Ed eccomi qui signor giudice, a decidere di scrivere sul mio blog aperto in quel di Venezia per scrivere racconti e che poi è andato un po' tutto in vacca, a dire al mondo (più o meno, diciamo a te che stai leggendo, se sei arrivat* fin qui) che sto cercando di accettare chi sono diventata, non tanto perché il mondo lo sappia, ma perché ho bisogno io di dirlo, un po' così con il cuore in mano, e non bastava scriverlo nel mio diario segreto delle mie cose segrete, perché non deve essere una cosa segreta, deve essere pubblica, deve restare per me. Nel senso che nel momento in cui io pubblico questa cosa, vorrei tanto che arrivasse alle persone che hanno bisogno di sentirsi meno sole nel loro buio, per far sapere che da quella fossa può uscire qualcosa di meraviglioso, anche se per ora io ci ho solo tirato fuori questo post e sto un po' meglio con me stessa. Però c'è chi ci ha tirato fuori delle cose di una bellezza fuori dal normale, basti pensare a Van Gogh.
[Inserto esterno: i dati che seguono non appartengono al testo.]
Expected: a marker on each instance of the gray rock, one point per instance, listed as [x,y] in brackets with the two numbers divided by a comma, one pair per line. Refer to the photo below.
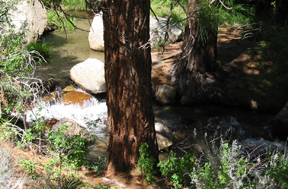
[73,128]
[166,94]
[89,76]
[32,13]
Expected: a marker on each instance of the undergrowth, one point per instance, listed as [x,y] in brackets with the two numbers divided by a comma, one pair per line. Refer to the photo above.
[221,164]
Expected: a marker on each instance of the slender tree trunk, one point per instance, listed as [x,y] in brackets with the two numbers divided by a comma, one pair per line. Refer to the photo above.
[193,72]
[128,82]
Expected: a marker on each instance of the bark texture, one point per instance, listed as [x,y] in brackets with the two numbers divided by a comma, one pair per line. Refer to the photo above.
[128,82]
[194,72]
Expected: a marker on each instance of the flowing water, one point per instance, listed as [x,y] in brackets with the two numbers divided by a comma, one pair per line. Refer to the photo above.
[73,47]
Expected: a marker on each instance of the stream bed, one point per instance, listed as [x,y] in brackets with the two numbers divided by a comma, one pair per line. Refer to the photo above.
[215,120]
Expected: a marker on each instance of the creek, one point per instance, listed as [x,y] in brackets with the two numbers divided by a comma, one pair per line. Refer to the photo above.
[216,120]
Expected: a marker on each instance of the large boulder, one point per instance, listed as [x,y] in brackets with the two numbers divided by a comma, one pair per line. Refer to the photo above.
[280,124]
[158,28]
[95,38]
[32,13]
[89,76]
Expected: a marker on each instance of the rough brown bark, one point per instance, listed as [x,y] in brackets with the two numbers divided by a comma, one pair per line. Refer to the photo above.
[194,72]
[128,82]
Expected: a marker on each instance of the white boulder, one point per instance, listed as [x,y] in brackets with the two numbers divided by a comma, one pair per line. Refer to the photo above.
[89,76]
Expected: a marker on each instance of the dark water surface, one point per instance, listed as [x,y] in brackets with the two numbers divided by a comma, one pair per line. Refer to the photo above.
[68,50]
[73,47]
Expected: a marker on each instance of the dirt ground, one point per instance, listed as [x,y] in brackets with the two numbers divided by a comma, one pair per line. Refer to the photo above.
[231,55]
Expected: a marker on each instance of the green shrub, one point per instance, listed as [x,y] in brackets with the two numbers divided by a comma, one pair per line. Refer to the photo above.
[71,149]
[146,163]
[8,178]
[59,21]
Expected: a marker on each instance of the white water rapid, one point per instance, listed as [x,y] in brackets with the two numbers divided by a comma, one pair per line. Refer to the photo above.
[90,115]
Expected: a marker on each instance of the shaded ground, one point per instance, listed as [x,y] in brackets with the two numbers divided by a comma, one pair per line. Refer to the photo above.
[246,78]
[249,76]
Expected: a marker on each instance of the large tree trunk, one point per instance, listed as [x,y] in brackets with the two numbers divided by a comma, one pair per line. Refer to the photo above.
[194,72]
[128,82]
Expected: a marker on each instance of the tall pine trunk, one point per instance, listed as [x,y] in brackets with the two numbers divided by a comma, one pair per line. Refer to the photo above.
[128,82]
[194,72]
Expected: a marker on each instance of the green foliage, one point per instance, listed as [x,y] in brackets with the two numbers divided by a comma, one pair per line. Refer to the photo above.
[99,164]
[179,167]
[28,165]
[224,168]
[146,163]
[235,15]
[74,4]
[58,20]
[278,169]
[70,148]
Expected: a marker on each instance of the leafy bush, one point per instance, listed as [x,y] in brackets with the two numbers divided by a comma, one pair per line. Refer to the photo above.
[225,166]
[71,149]
[146,163]
[59,20]
[7,177]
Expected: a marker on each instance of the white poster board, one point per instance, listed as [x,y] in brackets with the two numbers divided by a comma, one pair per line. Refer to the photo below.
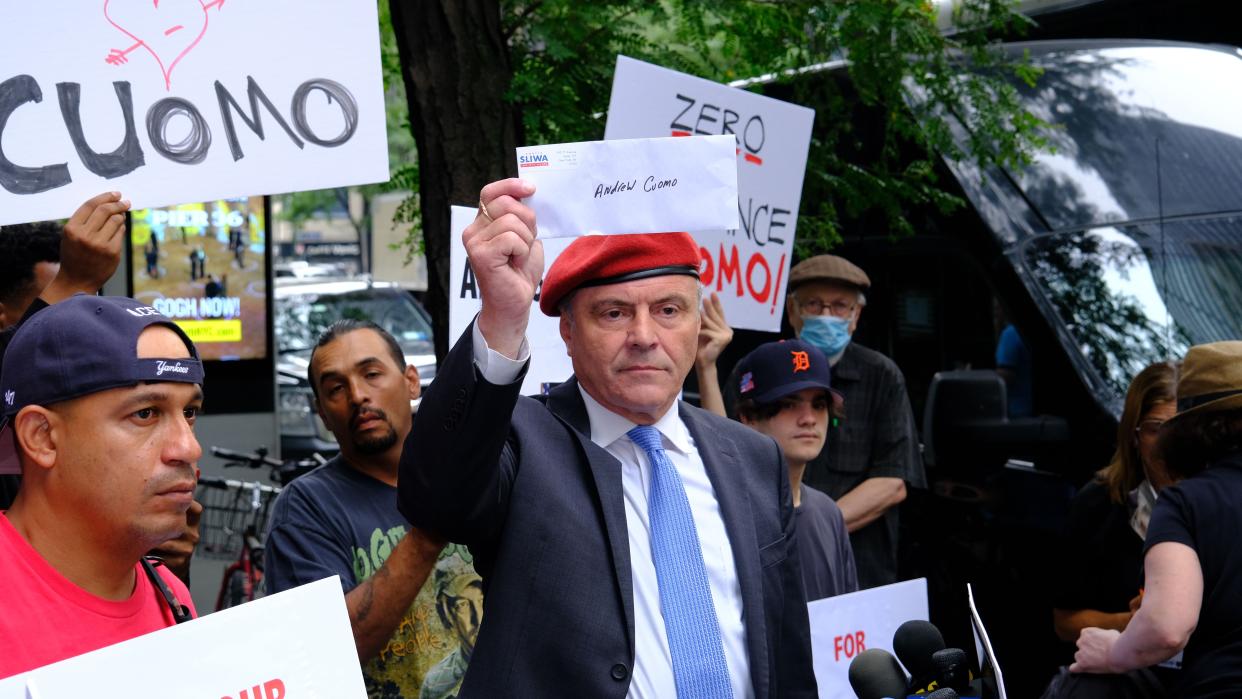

In ogni caso, sto cercando di trattarmi meglio, di fermarmi un attimo e ascoltare i consigli che mi darei se fossi nella posizione di darmi consigli, di guardare alle cose belle che ho e apprezzarle, ma guardare anche al mio buco nero ed accettarlo per quello che è, seduta sul bordo come fossi in piscina, anche se non so nuotare devo imparare a stare a galla in quella pozza (eccallà), perché se ci dovessi finire dentro di nuovo devo poterne uscire, o potrei non salvarmi più. Penso di doverlo fare da sola, anche se, e qui non posso che dar ragione alla musica, non c'è niente di male nel chiedere aiuto. L'ho già fatto l'altra sera, stavo andando in crisi per una stupidata e l'ho visto che stavo un po' affondando nel mio buco nero. Mi sono fermata, l'ho guardato in tutta la sua oscurità, ho detto fatti forza, e poi mi sono detta no, non "farti forza", però respira, capisci che non è niente di irrisolvibile, chiedi aiuto, e andrà tutto bene (ma è impossibile senza fare citazioni). Non dobbiamo essere tutti forti. Le cose fragili sono belle, e sono anche delicate, ma si possono tenere insieme. 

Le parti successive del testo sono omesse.